Она рассадила нас вкруг обгорелых камней, из которых был сложен грубый ее очаг, и, усевшись на землю напротив, поворошила палкой угли. Огонь встрепенулся. Мы хранили молчание и сосредоточенно наблюдали, как старуха водит прутиком по земляному полу, подбрасывая в костер сухие стебли неизвестной травы. При этом она забавно бубнила что-то себе под нос, и несколько раз меня разбирал смех, по правде сказать, весьма глупый. Я слыхал, что колдунья непременно должна иметь при себе черного кота. Кот был налицо – но был он вовсе не черным, а серым, и, вместо того чтобы метать зловещие взгляды зеленых дьявольских глаз, он уютно свернулся у ног своей старухи, нимало не интересуясь происходящим.
Все это длилось значительное уже время, и мы начали терять терпение, когда вдруг гадалка тряхнула распущенными седыми космами и указала прутиком на Ламба:
– Ты родился не в этой земле, – прокаркала она, – не в этой и умрешь.
Ламб пошевелился, звякнули шпоры. Кот зажмурился еще крепче. Старуха снова задумалась и принялась поглаживать кота.

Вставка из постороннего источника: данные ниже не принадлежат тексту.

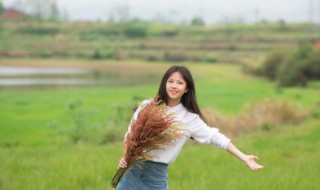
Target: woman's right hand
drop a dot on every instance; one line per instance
(122, 163)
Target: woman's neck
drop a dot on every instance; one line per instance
(172, 103)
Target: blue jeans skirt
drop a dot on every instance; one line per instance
(145, 175)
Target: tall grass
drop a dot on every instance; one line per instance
(264, 114)
(35, 152)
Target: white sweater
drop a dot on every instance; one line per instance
(193, 127)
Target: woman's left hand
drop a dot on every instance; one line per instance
(250, 162)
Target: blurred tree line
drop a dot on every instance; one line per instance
(292, 67)
(37, 10)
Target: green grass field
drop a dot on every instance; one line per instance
(36, 152)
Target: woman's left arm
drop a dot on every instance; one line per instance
(249, 160)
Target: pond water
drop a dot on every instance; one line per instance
(11, 71)
(21, 76)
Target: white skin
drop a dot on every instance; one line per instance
(176, 86)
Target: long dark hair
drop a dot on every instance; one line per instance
(188, 100)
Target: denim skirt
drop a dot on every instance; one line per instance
(145, 175)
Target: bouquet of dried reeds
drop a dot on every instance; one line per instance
(153, 128)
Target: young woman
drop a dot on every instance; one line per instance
(177, 90)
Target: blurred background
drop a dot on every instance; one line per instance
(71, 71)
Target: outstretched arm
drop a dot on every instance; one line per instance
(249, 160)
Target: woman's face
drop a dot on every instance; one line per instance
(176, 86)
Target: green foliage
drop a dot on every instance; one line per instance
(197, 21)
(39, 30)
(96, 54)
(271, 64)
(210, 59)
(135, 29)
(1, 7)
(293, 68)
(289, 153)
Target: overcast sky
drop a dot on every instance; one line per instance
(213, 11)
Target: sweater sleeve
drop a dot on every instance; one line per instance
(202, 133)
(142, 105)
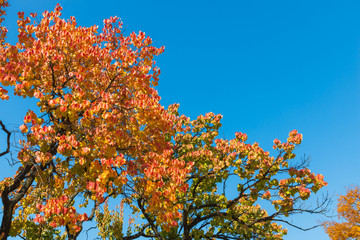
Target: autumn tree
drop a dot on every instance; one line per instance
(99, 132)
(348, 209)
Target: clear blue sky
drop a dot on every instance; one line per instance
(267, 66)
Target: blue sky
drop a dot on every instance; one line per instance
(267, 66)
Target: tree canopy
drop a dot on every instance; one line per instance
(99, 132)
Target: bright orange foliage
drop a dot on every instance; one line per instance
(348, 209)
(101, 124)
(99, 131)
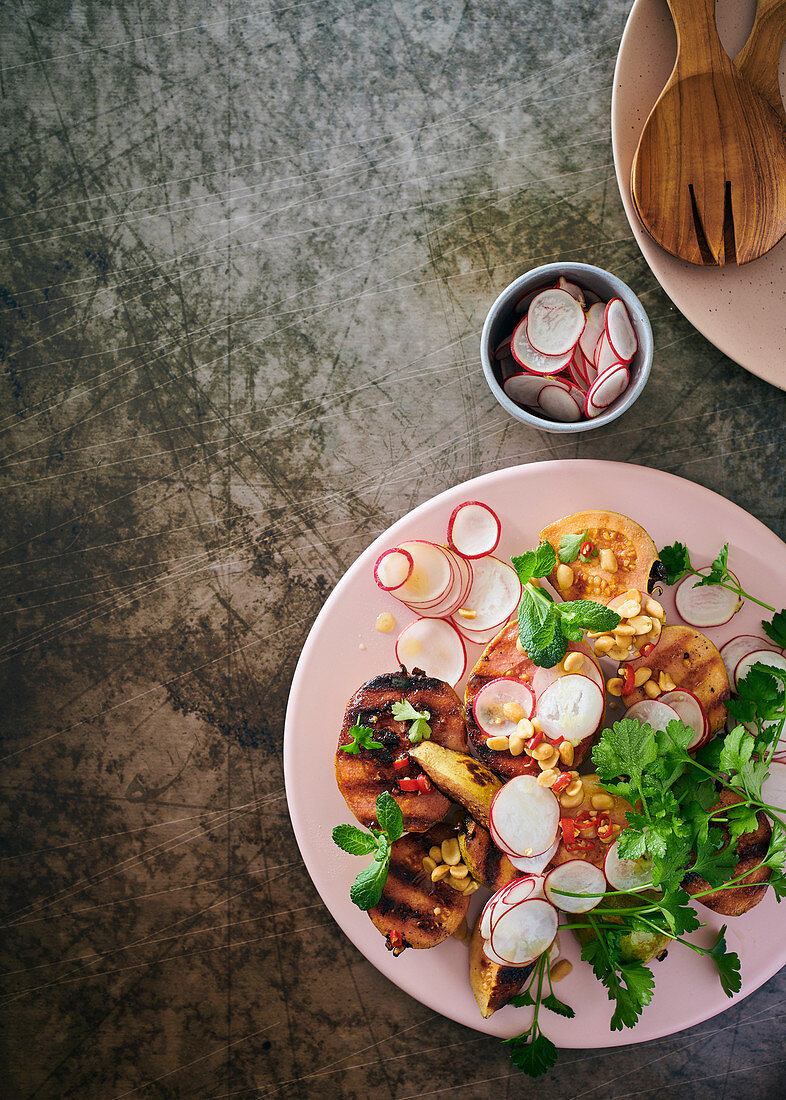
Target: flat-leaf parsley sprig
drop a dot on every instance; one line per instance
(676, 561)
(545, 627)
(367, 888)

Ламб точно родился не у нас – отец его, по происхождению француз, отправлял дипломатическую службу при прусском дворе, там его застала революция, там он и оставался до тех пор, пока маленький император не двинулся на восток. Отец Ламба внял этому движению и вместе с семейством устремился в том же направлении, строго соблюдая дистанцию между собственным экипажем и французским авангардом. Он благополучно достиг России, выехав из Берлина двумя днями прежде, чем туда въехал Наполеон. Старший Ламб – вечный эмигрант – в России был принят хорошо, если не сказать обласкан, вторично женился и не вернулся на родину даже после восстановления Бурбонов.
Невреву старуха наговорила много всего, но речь ее была столь туманна, запутана и противоречива, что я толком ничего не запомнил. Неврев, однако, внимал каждому слову чародейки с неослабевавшим любопытством и что-то переспрашивал.
Третьим оказался я. Мне было сказано буквально следующее:
– Твой брат перейдет тебе дорожку, но сделает тебя счастливым.
– Да-а, – протянул Ламб, когда мы выбрались на столбовую дорогу, – весьма туманно… А впрочем, как обычно – дальняя дорога, казенный дом… Не говорите ни слова нашим острякам – живого места не оставят.
– Самое примечательное, – рассмеялся я, – что у меня нет брата… Только измучились зря, да и лошадки что-то устали. С чего бы? Ведь завтра ученье в шесть часов.